Individuals between 25 and 34 years old will be the biggest spenders this year at an average $188 per person, says the NRF. Shoppers spend about a third more for Mother’s Day presents, but with dads assuming more family responsibilities, sales of “dad things” are increasing. The latest U.S. Census Bureau figure for the number of fathers in the U.S. was 72.2 million in 2014.

And shoppers can find bargain buys in Falls Church, well below this year’s average national price of $133, says the NRF.

At Brown’s Hardware at the corner of North Washington and Broad streets last Saturday morning, Father’s Day shoppers and more were out in full force, to be welcomed by Dave Taylor, a Brown’s veteran of 19 years whom customers greeted by his first name.  

Brown’s gets plenty of traffic for Father’s Day, Taylor said.

“Wives come in.  They bring their children in to buy things for dad whether or not it’s gadgetry or power tool type things or electronic screwdrivers, stuff that dad may not have.”

Flashlights sell well all year, according to Brown, but especially now because it’s thunderstorm and hurricane season.

“Lanterns are a real nice versatile gift because not only are they an actual lantern, but when you close it, it’s also a flashlight when the power goes out, and you want to light up a whole room.

Even for elderly dads or grandpa’s, Brown’s has canes and walking sticks individually handmade in Texas with each one having a little story attached about the person who made it.

The one item which is a more popular gift for Father’s Day than Mother’s Day is — you guessed it — alcohol. For the beer and wine lover, up the street from Brown’s is Dominion Wine and Beer at 107 Rowell Court which, like Brown’s and every retailer visited, has gift cards.

“We see a lot more wives coming in for Father’s Day that we don’t normally see, who want gift ideas for their husbands,” Sam Dial, a Dominion employee, said. “We sell more beer for Father’s Day, but there are still some wine dads.”

New to drink are beers which arrive weekly at Dominion from breweries around the U.S., including several in Virginia.

The store sells draft beer in 32 ounce cans (“crowlers”) and 64 ounces bottles (“growlers”).

The cans “are really popular,” said Tafakor and start usually around $7 but can go up to $30 a can, for a “limited beer we may get once a year or every few years. They are aged in bourbon barrels.”

Another beer craft retailer, Audacious Aleworks, is not far away at 110 East Fairfax Street and has been open about a month. It, too, has gift cards, said Brian Reinoehl, co-founder of the microbrewery which brews on site.

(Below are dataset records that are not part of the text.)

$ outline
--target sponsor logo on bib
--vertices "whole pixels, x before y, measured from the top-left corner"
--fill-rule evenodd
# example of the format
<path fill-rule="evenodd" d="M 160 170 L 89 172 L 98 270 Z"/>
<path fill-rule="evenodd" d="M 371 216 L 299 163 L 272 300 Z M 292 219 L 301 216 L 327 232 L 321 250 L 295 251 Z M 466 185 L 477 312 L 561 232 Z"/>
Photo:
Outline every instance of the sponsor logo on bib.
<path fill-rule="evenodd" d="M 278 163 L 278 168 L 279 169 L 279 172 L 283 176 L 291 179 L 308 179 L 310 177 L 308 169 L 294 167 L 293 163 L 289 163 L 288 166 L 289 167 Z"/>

Last Saturday morning bikers in colorful gear sipped cold brews at the bar after a 30-mile ride on the W&OD Trail.

Gear for biker enthusiasts, whether beginner or veteran, is available at Bikenetic at 201 West Jefferson Street where Helen Huley, the co-owner, displayed racks of merchandise.

“We do see more shoppers coming in for Father’s Day and it definitely depends upon what kind of a bike rider they are shopping for,” Huley said. “If they are avid cyclists or commuters and they have a lot of stuff we would point them to more ‘gitchy-kitchy’ stuff but if they are kind of just starting out and need  accessories, we have a ton of options for that.”

She said a biking computer for distance and speed to keep track of the miles, can be “motivating.”

For Father’s Day shoppers who may want their men to think about riding a bike to get in better shape, Huley said a gift card works best so a new biker can come in and be outfitted properly.

Bikes at the shop start at $350 but if that’s too steep for Father’s Day, cycling-themed socks are $12, and padded shorts and neon-colored shirts are $50.  

Helmets are always a good item, too, since their replacement is recommended every three to five years, Huley said.

“People come in with helmets which are 15 to 20 years old but the safety part starts breaking down. We encourage the newer helmet which is more comfortable, has more padding, is lighter, and has a lot of upgrades.”

Bikenetic also sells pizza cutters in the shape of a bicycle for the dad who has everything and loves pizza.